I attended Ohio State for my undergraduate degree, studying City & Regional Planning and writing a little paper on how the environment should be added into metrics that measure equity in cities. I'm interested in the urban biome, and I'd like to work on bringing city-dwellers closer to the nature all around them. For me that begins with capturing the data on all that urban nature right under our noses, because in our current economic system if it isn't measured it isn't valued. So I've begun volunteering at my local community garden and contributing to the amazing OpenStreetMap project.

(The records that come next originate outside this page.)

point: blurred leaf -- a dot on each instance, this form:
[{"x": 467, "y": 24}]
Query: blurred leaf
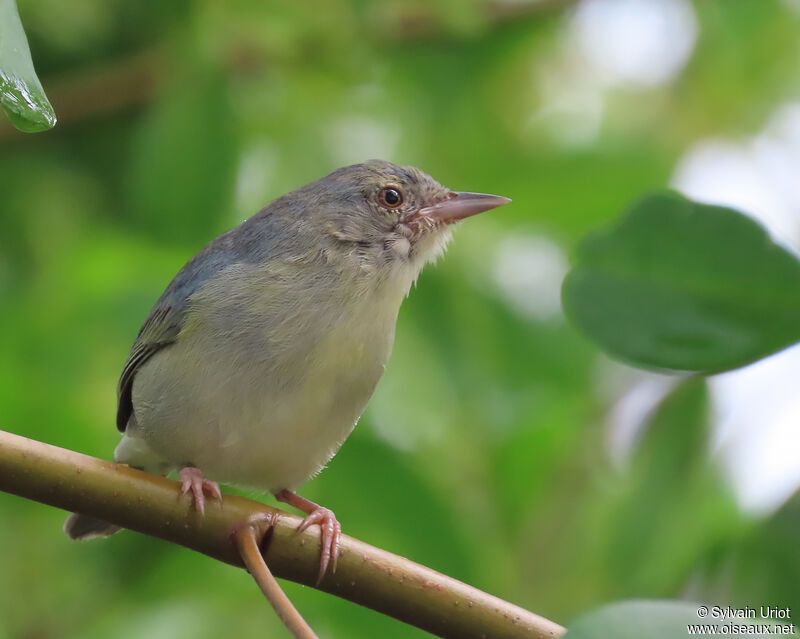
[
  {"x": 184, "y": 160},
  {"x": 686, "y": 286},
  {"x": 645, "y": 620},
  {"x": 21, "y": 93}
]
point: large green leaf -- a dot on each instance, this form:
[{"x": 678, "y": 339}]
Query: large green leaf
[
  {"x": 21, "y": 93},
  {"x": 679, "y": 285},
  {"x": 660, "y": 620}
]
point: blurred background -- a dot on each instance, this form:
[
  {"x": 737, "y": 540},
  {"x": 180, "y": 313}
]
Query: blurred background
[{"x": 501, "y": 447}]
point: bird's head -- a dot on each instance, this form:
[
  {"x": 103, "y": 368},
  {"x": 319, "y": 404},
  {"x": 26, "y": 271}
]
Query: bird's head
[{"x": 384, "y": 214}]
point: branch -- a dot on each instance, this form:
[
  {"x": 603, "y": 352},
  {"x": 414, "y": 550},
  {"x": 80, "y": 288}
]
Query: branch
[{"x": 366, "y": 575}]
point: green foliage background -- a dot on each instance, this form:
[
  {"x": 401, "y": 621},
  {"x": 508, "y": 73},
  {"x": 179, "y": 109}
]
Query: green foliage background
[{"x": 483, "y": 452}]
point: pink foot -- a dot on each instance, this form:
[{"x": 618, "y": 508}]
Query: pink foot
[
  {"x": 330, "y": 528},
  {"x": 191, "y": 478}
]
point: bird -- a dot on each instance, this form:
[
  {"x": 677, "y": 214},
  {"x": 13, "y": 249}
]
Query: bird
[{"x": 261, "y": 354}]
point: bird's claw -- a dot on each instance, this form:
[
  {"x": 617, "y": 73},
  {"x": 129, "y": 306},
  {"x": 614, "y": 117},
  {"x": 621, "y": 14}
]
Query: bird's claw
[
  {"x": 330, "y": 537},
  {"x": 192, "y": 479}
]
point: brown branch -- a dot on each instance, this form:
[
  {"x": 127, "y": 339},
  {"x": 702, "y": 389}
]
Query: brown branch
[
  {"x": 247, "y": 540},
  {"x": 366, "y": 575}
]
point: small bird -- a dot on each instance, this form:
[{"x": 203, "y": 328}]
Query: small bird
[{"x": 258, "y": 359}]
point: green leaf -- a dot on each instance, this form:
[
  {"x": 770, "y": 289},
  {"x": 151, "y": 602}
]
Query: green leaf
[
  {"x": 645, "y": 619},
  {"x": 679, "y": 285},
  {"x": 21, "y": 93}
]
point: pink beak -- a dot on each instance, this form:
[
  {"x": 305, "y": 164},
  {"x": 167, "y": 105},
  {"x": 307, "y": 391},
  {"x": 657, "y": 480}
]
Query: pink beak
[{"x": 461, "y": 205}]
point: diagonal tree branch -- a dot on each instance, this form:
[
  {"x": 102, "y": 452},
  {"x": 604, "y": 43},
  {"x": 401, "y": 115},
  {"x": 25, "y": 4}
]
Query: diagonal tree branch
[{"x": 366, "y": 575}]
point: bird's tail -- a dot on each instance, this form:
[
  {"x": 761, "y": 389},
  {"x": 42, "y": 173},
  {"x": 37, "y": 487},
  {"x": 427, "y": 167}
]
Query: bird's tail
[{"x": 80, "y": 526}]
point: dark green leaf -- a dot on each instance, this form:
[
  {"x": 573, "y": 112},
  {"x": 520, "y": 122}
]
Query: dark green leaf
[
  {"x": 21, "y": 93},
  {"x": 679, "y": 285}
]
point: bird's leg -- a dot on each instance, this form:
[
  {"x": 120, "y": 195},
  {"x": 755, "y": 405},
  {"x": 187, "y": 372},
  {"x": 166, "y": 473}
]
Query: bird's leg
[
  {"x": 330, "y": 528},
  {"x": 191, "y": 478}
]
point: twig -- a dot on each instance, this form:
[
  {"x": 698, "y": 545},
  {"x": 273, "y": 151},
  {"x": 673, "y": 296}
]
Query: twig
[
  {"x": 366, "y": 575},
  {"x": 251, "y": 555}
]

In the next 5 years I hope to help create means for people to live materially closer to their biome within cities, whether it's on zoning law that demands higher weight tolerances on buildings to support future roof gardens, or machines that let coffee shops turn their used grounds into bowls for takeout shops in their neighborhood.

Tool design

I believe wholeheartedly that the tools are available today to fundamentally rethink how production happens. I am very interested in designing tools, both physical and digital, that everyday people can use to make other things. On the physical side I have built and donated a 3D Printer, a four-color t-shirt screen printing press, and a CNC machine. On the virtual side, I've started building small tools that help automate simple web design tasks, with the hope to build more robust tools for more concrete problems in the future.

This site is a tool!

I'm using the Obisidian note-taking app to manage the content of this site right from inside my second brain!

That's why I'm learning Rust as my systems-level programming language. Tools that people will reach for without thinking need to be impossible to break, and I have a long way to go to build the kind of software that people don't think twice about using.